Sehingga uang kertas yang dengan mudahnya dicetak ulang itu bisa digunakan untuk membeli minyak bumi, kayu, emas, batu bara, biji besi, timah dan bahan tambang lainnya. Sejak saat itu orang mulai berfikir tentang mata uang dinar dan dirham berbasis emas dan perak serta bank dengan sistem syariah. Inflasi terjadi di negara yang menerapkan mata uang kertas dan sistem riba, tapi negara yang mengunakan uang dinar-dirham akan stabil. Redenominasi menjadi isu mengemuka di Nusantara hari-hari ini, dimana seribu rupiah akan dijadikan satu rupiah untuk memberi kesan kuat pada mata uang Rupiah. Sementara China memiliki strategi dua mata uang, yaitu Yuan untuk keperluan dalam negeri dan Renmimbi untuk keperluan forex dan expor impor.
@@@
Secara tak sengaja Canka bertemu Ethan setelah lama berpisah, di rumah makan Nelayan, di bilangan Swanson Street. Ditengah metropolitan Melbourne, awalnya Canka mengira Ethan adalah orang Tionghoa dari Malaysia atau Singapura. Namun, mendengar logat Jawa Timuran-nya yang medok membuat Canka yakin Ethan adalah teman lamanya yang sudah tujuh tahun tak bersua. Kepada Cankaya, Ethan mengatakan ia sedang menempuh doctoral degree of Syariah Economics di Faculty of Economics and Business di UniMelb[1]”.

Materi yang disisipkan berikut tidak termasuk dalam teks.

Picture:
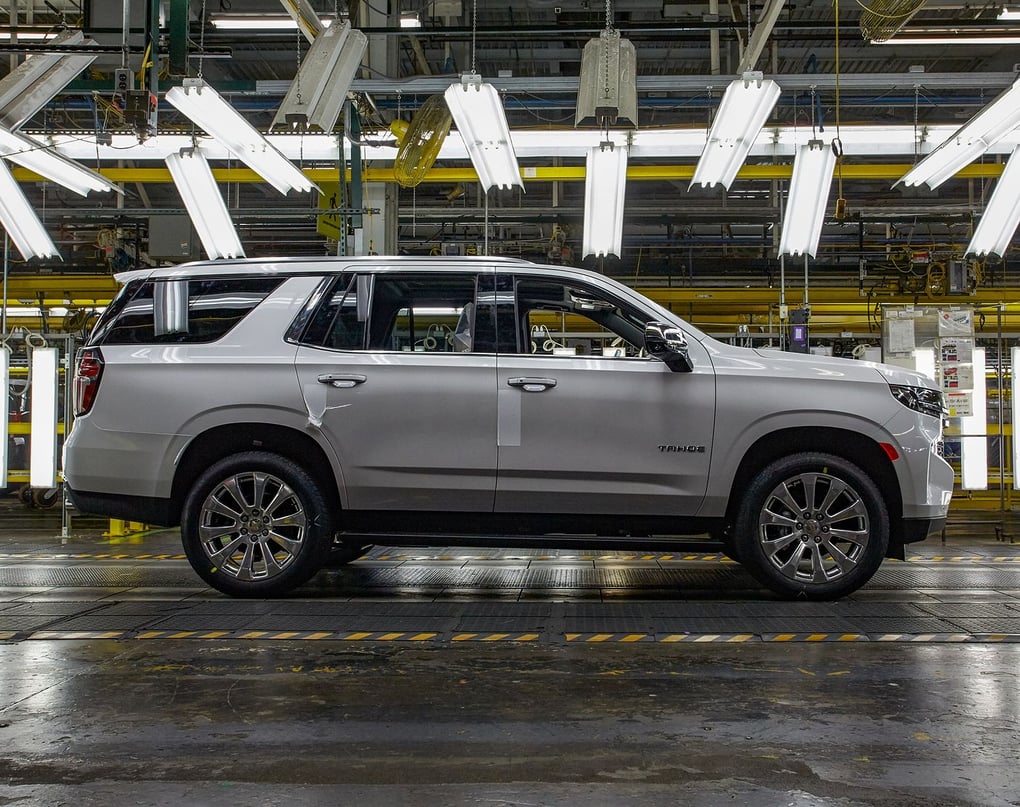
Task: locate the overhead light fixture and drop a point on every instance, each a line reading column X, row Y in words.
column 481, row 122
column 207, row 108
column 35, row 82
column 259, row 21
column 43, row 400
column 35, row 156
column 205, row 205
column 745, row 108
column 605, row 187
column 969, row 142
column 318, row 92
column 809, row 190
column 20, row 221
column 5, row 408
column 1002, row 215
column 953, row 39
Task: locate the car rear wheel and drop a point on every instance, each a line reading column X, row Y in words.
column 812, row 525
column 256, row 524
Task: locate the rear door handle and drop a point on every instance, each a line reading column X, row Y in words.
column 532, row 385
column 342, row 382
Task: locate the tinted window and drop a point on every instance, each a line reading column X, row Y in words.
column 184, row 311
column 339, row 322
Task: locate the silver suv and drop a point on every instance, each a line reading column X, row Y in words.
column 289, row 413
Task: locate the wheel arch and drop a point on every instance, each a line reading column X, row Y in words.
column 853, row 446
column 228, row 439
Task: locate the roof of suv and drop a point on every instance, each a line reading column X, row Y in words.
column 299, row 265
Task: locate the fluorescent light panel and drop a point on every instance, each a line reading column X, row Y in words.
column 1002, row 215
column 746, row 106
column 605, row 186
column 809, row 190
column 481, row 122
column 5, row 410
column 19, row 219
column 201, row 196
column 207, row 108
column 974, row 443
column 969, row 142
column 43, row 397
column 35, row 156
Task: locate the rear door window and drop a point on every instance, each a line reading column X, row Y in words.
column 196, row 310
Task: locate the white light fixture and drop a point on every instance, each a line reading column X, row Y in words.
column 35, row 156
column 746, row 106
column 43, row 399
column 481, row 122
column 5, row 409
column 969, row 142
column 201, row 196
column 974, row 443
column 605, row 185
column 258, row 21
column 20, row 221
column 1015, row 404
column 1002, row 215
column 207, row 108
column 809, row 190
column 318, row 92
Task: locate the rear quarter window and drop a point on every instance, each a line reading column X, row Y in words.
column 177, row 311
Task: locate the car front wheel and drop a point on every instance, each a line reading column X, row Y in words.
column 812, row 525
column 256, row 524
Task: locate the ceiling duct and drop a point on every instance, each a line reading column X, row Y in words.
column 880, row 19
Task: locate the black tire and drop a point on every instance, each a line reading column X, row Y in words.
column 257, row 524
column 819, row 552
column 342, row 553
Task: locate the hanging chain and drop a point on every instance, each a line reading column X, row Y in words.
column 474, row 28
column 201, row 41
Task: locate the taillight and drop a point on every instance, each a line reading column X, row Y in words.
column 88, row 371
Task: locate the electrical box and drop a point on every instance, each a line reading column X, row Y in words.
column 171, row 238
column 799, row 331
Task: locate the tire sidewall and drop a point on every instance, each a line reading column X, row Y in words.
column 318, row 532
column 753, row 555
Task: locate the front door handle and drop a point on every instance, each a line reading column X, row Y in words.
column 532, row 385
column 342, row 382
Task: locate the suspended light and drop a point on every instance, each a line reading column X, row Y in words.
column 745, row 108
column 19, row 219
column 605, row 186
column 205, row 205
column 1002, row 215
column 37, row 157
column 969, row 142
column 208, row 109
column 809, row 190
column 481, row 122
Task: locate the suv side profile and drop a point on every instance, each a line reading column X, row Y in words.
column 288, row 413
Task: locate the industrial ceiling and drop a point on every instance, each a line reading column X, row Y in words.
column 831, row 74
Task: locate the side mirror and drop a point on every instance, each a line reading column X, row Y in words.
column 667, row 343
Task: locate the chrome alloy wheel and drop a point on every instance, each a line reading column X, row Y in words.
column 814, row 527
column 252, row 525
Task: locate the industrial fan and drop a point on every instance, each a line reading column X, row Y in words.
column 420, row 141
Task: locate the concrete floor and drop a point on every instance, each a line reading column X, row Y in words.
column 615, row 715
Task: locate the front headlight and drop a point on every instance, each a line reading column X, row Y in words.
column 920, row 399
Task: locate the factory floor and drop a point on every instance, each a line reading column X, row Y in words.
column 464, row 676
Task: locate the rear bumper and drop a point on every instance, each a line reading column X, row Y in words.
column 146, row 509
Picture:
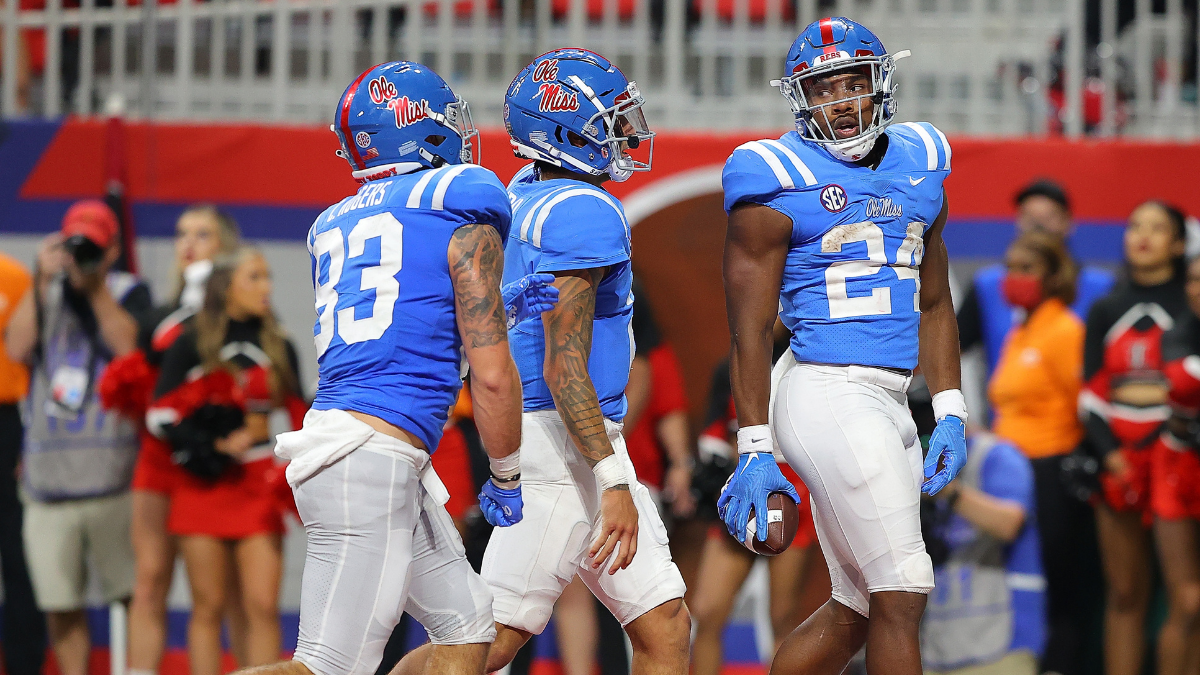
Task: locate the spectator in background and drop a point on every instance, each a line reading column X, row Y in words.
column 1123, row 406
column 127, row 386
column 726, row 563
column 1035, row 393
column 988, row 607
column 985, row 315
column 1175, row 495
column 227, row 512
column 78, row 460
column 24, row 637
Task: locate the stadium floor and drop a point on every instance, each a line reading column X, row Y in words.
column 742, row 656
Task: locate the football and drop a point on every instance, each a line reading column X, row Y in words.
column 783, row 521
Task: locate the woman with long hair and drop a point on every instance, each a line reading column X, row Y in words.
column 1175, row 493
column 202, row 232
column 1035, row 393
column 1123, row 405
column 220, row 382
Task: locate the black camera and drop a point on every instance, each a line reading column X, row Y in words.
column 87, row 254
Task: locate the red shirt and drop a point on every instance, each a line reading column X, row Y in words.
column 667, row 396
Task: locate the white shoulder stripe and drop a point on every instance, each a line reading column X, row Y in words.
column 414, row 197
column 777, row 166
column 439, row 192
column 809, row 179
column 528, row 220
column 930, row 147
column 946, row 147
column 567, row 195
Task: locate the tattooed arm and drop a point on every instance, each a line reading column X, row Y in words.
column 568, row 328
column 477, row 263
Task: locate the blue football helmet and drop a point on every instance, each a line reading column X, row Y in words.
column 401, row 117
column 574, row 109
column 827, row 47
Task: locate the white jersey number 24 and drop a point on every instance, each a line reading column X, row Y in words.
column 907, row 263
column 378, row 278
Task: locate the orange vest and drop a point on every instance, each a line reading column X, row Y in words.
column 15, row 282
column 1035, row 388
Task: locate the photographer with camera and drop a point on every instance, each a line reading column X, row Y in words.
column 78, row 459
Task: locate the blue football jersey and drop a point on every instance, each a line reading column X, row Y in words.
column 563, row 225
column 851, row 291
column 387, row 338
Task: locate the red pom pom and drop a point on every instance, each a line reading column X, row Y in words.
column 127, row 384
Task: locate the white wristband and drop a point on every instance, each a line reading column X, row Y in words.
column 611, row 472
column 505, row 467
column 756, row 438
column 948, row 402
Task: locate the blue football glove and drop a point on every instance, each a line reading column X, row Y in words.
column 502, row 507
column 755, row 477
column 948, row 444
column 528, row 297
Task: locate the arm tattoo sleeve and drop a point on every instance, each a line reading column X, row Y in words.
column 477, row 263
column 568, row 347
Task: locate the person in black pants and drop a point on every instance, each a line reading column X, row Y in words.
column 24, row 628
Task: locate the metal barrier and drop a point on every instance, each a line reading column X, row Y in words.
column 978, row 66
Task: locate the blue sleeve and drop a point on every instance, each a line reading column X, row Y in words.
column 581, row 232
column 1008, row 475
column 477, row 196
column 747, row 178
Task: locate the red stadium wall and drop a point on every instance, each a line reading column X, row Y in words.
column 297, row 167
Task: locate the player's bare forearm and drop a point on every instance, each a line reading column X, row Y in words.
column 755, row 251
column 477, row 264
column 939, row 328
column 568, row 329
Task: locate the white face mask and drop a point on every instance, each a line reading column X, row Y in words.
column 853, row 149
column 196, row 276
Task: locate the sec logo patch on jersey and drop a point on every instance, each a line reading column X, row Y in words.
column 833, row 198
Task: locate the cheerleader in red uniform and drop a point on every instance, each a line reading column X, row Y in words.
column 220, row 382
column 1123, row 406
column 202, row 232
column 1175, row 491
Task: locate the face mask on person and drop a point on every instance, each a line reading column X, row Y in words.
column 1023, row 290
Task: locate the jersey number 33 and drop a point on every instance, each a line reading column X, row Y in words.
column 347, row 252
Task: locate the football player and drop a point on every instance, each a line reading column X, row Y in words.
column 407, row 276
column 576, row 115
column 838, row 227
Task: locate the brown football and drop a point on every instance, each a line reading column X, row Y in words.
column 783, row 521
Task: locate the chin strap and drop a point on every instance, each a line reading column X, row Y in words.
column 384, row 171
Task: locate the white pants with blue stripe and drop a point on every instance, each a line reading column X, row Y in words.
column 378, row 545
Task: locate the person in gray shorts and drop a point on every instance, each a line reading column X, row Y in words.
column 78, row 458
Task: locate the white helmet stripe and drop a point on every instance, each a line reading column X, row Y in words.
column 587, row 91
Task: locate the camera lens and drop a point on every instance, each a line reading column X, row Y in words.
column 87, row 254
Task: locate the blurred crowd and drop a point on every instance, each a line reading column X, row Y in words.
column 135, row 435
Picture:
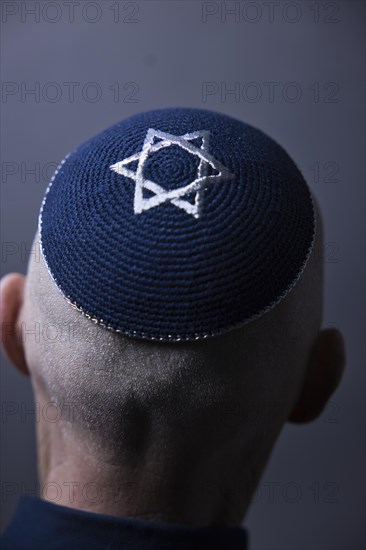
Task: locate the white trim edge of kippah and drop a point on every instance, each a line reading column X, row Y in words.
column 172, row 337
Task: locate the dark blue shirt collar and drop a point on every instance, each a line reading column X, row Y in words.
column 42, row 525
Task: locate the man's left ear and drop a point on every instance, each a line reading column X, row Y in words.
column 11, row 302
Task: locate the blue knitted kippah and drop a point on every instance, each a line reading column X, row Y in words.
column 176, row 224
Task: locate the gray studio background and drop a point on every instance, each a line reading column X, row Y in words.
column 295, row 70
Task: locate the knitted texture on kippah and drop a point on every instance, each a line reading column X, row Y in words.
column 176, row 224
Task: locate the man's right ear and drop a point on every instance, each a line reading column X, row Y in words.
column 11, row 302
column 324, row 372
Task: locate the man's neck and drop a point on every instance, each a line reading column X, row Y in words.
column 180, row 488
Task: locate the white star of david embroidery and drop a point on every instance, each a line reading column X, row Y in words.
column 174, row 196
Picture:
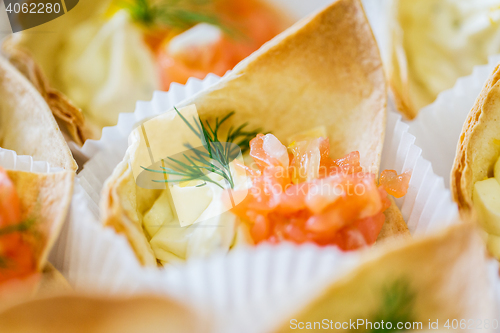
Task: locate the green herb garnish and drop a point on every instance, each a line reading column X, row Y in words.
column 213, row 156
column 397, row 306
column 179, row 14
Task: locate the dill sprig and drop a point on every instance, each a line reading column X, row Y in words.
column 397, row 306
column 213, row 156
column 179, row 14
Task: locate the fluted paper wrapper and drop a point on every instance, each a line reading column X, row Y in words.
column 245, row 289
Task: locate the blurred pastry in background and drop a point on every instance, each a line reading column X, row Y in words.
column 432, row 279
column 33, row 208
column 434, row 42
column 475, row 177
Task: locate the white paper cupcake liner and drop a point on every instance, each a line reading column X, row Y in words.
column 243, row 290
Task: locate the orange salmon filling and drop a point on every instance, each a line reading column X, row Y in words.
column 16, row 255
column 300, row 194
column 255, row 21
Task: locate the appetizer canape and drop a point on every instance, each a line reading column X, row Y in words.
column 309, row 108
column 112, row 53
column 27, row 125
column 434, row 42
column 475, row 177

“Wah, hebat banget, Ethan. Ngomong-ngomong kita kuliah di kampus yang sama lho, ambil S-2 jurusan e-commerce. Kok, kita nggak pernah ketemu, ya?”, balas Cankaya dengan mata berbinar.
“Tiga tahun lalu aku telah menyelesaikan Master-ku di IIUT Malaysia, jurusan Syariate Economics juga”, tambah Ethan Zhang He.
“Aku punya mimpi, membumikan kembali ekonomi syariah di bumi Nusantara, Canka”, kata Ethan mantap.
“Aku bangga denganmu, Ethan. Ternyata kau sangat tertarik ekonomi syariah, ya. Aku yakin kau bisa menyelesaikannya dengan baik.”, kata Canka yang dibalut dengan senyuman.